The game follows your hero’s story as he or she endeavors to fulfill the role of Godwoken—to ascend to becoming the Divine. Throughout the story, characters venture through the world, strengthening your ability with the Source, and developing the story chapter by chapter through the various choices you make. Each choice my hero made was in reality my choice, for I sunk myself into the story.

I remember sitting at my laptop, starting my game and thinking about the difficulty setting I would select. I chose the Classic difficulty, and I thought to myself, “How hard can it be?” Well, let me just say: I’ve found this game quite challenging because of how invested I was in every decision.

Divinity: Original Sin II does not abide casual engagement. It requires dedication and commitment from the player in order to proceed. This game gives the player the feeling of full control of what happens—even to the point that some required plot points can be irretrievably ruined. In the end, the narrative’s resolution didn’t matter as much as the choices I made throughout. As I played, I often needed to work at overcoming self-imposed obstacles because I accidentally killed the wrong NPC or failed to carefully consider my actions. Several times, I needed to grind out a level or two with side quests so that I would be able to complete one aspect of the game that I had unknowingly messed up. I can’t remember the last time I needed to do that for a AAA game.

For some, this level of difficulty built into the game’s “normal” mode might make the game not worth playing. I loved it. In Divinity: Original Sin II, I found a story that reflected my journey to develop my talents (much like the characters’ Source), that I could cultivate and nurture by customizing characters and interacting with the world differently. The game demanded more from me to unlock the story, and I willingly gave all I could to uncover every chapter.

"It is not a game that I could binge mindlessly, and I respect it because of that. "
Because stories have always been at the core of who I am, I hardly ever have to work to engage with them. Whether they come to me from television, movies, books, or even other people, I take them in, store them away. I bring them back out for consideration, often with as little agency as telling Netflix “Yes, I am still watching” as I binge through an entire season. In a world where story is so easily accessible, we often fail to realize that generating stories takes legitimate work. Original Sin II steals away that notion by giving players substantial input into the story being spun.

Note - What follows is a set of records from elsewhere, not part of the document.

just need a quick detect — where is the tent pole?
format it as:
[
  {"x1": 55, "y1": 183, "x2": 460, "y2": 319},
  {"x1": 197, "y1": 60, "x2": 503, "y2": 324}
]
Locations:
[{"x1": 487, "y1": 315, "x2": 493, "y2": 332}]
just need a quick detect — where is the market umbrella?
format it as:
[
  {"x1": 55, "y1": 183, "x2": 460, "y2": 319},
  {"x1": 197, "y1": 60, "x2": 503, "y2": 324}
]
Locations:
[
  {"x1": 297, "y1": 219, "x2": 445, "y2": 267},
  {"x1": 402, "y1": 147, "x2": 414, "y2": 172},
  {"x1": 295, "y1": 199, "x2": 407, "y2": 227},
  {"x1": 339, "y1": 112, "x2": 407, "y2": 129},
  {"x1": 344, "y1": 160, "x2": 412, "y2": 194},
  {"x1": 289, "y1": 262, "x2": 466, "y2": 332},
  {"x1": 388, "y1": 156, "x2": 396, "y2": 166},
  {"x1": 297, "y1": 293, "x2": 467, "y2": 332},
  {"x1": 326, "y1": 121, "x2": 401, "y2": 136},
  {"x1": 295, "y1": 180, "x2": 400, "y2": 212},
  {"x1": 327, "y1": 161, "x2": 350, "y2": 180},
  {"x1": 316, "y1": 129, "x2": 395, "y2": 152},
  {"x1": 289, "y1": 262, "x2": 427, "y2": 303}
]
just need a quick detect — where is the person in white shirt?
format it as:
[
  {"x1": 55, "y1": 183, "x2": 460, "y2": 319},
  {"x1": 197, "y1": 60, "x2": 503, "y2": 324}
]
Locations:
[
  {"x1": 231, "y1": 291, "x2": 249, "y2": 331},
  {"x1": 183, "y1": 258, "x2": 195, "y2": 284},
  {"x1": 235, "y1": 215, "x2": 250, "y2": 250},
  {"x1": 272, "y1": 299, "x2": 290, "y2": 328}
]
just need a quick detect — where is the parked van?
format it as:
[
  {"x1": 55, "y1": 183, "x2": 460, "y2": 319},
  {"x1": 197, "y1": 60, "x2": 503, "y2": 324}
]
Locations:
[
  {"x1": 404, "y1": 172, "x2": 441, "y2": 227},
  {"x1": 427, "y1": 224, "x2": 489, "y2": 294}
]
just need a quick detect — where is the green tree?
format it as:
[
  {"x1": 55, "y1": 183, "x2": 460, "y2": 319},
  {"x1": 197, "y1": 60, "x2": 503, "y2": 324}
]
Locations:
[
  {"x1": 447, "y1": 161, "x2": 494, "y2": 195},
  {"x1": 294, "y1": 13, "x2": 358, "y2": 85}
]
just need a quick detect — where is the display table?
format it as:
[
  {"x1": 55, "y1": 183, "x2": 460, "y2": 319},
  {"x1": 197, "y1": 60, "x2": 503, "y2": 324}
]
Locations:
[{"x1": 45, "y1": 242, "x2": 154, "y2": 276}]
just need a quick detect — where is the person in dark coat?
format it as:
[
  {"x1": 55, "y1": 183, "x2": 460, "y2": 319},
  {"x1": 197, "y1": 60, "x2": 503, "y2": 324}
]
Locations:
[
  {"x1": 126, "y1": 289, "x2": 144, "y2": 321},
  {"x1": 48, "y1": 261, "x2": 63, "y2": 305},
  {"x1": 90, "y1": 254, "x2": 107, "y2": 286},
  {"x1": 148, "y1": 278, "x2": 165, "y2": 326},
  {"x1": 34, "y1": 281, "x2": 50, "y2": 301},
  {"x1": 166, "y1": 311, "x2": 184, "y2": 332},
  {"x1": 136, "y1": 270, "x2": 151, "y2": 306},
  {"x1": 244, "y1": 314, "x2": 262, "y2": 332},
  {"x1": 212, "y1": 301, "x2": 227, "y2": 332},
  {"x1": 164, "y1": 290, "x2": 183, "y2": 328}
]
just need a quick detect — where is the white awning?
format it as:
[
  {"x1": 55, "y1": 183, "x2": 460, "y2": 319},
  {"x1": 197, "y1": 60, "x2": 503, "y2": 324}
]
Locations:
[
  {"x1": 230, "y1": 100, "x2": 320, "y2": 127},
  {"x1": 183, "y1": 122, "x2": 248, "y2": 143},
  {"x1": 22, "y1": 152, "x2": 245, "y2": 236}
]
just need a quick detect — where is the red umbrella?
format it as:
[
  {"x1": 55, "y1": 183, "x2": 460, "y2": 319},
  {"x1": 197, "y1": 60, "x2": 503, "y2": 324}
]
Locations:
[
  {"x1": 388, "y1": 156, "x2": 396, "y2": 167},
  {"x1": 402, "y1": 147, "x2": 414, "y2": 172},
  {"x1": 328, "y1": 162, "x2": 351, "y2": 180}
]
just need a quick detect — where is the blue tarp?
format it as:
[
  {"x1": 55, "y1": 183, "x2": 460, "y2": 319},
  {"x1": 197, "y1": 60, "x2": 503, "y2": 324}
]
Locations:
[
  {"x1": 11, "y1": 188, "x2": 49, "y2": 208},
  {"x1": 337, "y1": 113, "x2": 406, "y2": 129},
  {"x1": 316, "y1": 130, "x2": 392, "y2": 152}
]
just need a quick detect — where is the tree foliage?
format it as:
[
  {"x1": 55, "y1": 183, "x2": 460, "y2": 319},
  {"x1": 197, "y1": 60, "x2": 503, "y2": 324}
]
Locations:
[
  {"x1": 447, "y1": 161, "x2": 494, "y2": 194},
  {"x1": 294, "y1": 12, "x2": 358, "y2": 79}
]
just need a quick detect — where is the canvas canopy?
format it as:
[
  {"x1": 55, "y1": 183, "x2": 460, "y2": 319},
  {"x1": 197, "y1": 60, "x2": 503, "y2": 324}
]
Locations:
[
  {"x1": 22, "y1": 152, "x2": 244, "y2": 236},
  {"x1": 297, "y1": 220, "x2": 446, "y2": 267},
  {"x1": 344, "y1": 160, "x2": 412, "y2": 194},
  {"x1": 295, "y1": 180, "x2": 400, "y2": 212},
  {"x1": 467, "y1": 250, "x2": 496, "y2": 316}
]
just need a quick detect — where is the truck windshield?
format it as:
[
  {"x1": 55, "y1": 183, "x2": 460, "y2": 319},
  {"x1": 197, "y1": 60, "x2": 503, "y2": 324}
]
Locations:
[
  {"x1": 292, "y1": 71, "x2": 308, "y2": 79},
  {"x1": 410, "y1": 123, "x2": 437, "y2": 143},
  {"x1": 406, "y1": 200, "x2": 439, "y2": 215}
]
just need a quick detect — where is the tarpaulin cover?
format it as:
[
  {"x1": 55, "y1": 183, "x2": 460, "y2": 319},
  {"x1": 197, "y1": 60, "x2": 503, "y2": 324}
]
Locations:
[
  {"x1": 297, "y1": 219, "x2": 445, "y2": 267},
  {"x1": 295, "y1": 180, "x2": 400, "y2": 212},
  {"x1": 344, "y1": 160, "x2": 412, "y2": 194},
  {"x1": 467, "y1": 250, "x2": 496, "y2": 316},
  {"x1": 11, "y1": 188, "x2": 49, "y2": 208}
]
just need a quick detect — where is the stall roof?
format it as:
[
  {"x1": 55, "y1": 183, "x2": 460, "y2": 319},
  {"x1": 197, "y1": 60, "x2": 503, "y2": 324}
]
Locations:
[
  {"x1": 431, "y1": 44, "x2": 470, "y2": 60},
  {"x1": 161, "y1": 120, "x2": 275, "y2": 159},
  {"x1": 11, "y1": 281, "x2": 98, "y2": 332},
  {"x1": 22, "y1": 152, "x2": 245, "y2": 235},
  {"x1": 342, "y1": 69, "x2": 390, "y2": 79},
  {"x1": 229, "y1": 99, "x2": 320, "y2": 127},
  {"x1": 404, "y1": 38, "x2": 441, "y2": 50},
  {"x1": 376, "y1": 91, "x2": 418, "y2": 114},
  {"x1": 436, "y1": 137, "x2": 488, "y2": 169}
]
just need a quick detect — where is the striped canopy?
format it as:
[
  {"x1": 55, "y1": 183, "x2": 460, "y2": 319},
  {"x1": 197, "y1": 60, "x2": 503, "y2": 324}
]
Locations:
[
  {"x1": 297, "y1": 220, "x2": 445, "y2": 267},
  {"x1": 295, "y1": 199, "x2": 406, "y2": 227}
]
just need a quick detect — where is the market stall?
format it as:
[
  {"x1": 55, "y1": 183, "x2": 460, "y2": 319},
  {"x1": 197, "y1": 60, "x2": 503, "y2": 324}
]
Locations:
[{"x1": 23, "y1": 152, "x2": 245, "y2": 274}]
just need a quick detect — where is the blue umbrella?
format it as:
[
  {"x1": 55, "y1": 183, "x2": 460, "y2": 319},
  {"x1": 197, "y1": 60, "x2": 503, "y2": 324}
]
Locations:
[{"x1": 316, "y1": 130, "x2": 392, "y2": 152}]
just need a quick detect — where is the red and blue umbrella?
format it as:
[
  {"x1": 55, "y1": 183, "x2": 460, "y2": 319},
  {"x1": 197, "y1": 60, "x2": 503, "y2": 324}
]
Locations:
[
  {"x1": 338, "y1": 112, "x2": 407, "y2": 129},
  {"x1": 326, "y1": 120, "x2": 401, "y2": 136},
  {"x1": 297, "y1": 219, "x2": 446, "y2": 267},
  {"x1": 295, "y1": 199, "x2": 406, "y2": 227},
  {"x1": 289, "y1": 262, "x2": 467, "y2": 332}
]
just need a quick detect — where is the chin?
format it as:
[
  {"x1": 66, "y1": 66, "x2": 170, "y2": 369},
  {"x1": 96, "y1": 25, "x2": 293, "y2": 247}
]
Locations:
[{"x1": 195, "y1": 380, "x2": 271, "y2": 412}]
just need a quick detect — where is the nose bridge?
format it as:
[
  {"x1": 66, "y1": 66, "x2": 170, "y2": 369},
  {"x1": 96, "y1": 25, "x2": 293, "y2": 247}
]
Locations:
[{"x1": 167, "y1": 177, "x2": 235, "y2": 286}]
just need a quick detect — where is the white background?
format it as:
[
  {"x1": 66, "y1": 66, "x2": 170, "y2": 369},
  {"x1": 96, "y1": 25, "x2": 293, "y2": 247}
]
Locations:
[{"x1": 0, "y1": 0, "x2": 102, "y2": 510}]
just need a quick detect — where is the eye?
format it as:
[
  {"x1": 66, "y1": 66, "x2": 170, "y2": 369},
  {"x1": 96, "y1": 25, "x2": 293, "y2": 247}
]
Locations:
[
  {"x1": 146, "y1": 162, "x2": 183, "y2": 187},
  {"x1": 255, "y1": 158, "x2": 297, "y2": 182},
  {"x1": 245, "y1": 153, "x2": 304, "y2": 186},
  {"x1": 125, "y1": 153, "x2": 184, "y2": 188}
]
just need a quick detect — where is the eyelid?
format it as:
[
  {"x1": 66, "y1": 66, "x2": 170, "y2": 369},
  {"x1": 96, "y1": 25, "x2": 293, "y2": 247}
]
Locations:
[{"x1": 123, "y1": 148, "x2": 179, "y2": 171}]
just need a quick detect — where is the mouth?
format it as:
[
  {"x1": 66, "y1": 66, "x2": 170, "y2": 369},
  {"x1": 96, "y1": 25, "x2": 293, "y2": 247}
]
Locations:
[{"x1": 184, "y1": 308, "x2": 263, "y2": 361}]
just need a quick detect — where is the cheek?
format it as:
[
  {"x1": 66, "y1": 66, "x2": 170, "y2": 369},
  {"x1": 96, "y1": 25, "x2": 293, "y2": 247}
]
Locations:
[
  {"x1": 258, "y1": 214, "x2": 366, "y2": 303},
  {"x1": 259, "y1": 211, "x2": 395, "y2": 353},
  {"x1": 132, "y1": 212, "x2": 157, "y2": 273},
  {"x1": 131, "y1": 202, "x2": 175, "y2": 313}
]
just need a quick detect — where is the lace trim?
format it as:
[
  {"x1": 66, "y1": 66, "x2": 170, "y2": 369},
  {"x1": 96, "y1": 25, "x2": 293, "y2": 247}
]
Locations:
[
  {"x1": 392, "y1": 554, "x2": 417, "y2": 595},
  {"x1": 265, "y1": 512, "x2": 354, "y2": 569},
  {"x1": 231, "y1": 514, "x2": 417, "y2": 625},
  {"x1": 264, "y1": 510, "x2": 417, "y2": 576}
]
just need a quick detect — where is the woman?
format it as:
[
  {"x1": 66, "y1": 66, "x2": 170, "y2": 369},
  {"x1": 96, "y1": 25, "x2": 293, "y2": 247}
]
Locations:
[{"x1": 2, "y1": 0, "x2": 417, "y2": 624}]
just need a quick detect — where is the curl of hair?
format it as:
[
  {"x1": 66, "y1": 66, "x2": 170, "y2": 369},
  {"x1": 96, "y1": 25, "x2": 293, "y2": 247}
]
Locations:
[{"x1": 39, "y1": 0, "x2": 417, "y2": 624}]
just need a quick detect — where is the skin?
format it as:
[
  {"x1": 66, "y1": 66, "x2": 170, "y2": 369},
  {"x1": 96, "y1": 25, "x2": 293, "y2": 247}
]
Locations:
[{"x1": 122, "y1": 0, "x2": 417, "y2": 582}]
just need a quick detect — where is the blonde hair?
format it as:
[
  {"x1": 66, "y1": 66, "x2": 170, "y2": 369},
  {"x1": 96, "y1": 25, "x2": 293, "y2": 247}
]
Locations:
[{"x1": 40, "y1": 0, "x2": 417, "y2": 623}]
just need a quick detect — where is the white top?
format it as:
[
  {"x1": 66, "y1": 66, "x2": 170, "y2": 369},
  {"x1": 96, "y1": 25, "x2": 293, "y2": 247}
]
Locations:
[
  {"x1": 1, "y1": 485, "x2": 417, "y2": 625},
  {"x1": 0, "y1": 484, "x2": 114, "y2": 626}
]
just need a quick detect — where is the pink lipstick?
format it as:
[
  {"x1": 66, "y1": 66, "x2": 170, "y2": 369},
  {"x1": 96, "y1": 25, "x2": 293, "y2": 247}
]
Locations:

The stories worth telling are the stories that take work to develop. Every consumer of stories inherently knows this. We will quickly reject the latest effort of a popular author, the second season of a show, or the next installment in a game series if we sense that the storytelling doesn’t show the same effort as the first. In Original Sin II every player’s story takes work to develop. It is not a game that I could binge mindlessly, and I respect it because of that. In fact, I find myself pulled away from the television and to the computer when I play this game. It fills some deeper need inside of me: the need to tell my own story. And instead of believing that my story should be something that happens to me, I realize that my story is, to a large degree, something that I have to make happen. I know I must work to make my story one worth living. Divinity: Original Sin II has reminded me that the best things in life don’t come easy, and I cannot let anyone or anything else lull me into thinking otherwise.